I am an American spouse of a Taiwanese and I "demand" that if foreign spouses from China are not required to give up their PRC citizenship to become Taiwanese citizens, all other foreigners should not be required to give up our original citizenship either.

Anonymous said...

After reading this:

I wonder if US really has any strategy in Asia.

Anonymous said...

KMT truth (pic)

Mike Fagan said...

"The KMT probably won't be able to rebuild, which will be very good for the evolution of democracy in Taiwan."

I agree that a dying off of the KMT would be very good in certain respects, but I'm not sure it makes any sense to attach values to the "evolution" of something. It makes sense to talk about good or bad plans, good or bad designs, good or bad developments as these can all be judged against one or another set of objectives. However, an evolution is itself without any aim or objective. It is just a series of changes with no "end" in sight.

Similarly with "democracy"; and correct me if I'm wrong here, but you carry the view of democracy as basically socialism against both free markets and against capitalism, yet as you know this is not the only view of "democracy". There is also the more limited procedural view; that democracy encompasses electoral mechanisms and some constitutional limitations on government, and that that's basically all there is to it.

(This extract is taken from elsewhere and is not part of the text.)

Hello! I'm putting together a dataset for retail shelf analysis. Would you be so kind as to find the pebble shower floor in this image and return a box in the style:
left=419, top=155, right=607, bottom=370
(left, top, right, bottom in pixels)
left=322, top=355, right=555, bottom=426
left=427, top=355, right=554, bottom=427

Your sense of democracy would be aided by the de-facto death of the KMT as there is as yet no conservative or liberal (UK sense) alternative to the KMT, which would leave all politics in Taiwan dominated by leftists; yet the loss of the KMT would be bad in the procedural sense of democracy, as the only opposition to a DPP government would come from other leftist parties, who basically agree with the DPP on everything except that they want more speed and less direction. This would leave a substantial section of the electorate unrepresented.

So your point would have carried better by simply saying that the death of the KMT would be very good for "progress" or for "social justice" or for "leftist ideology" or some other bollocks.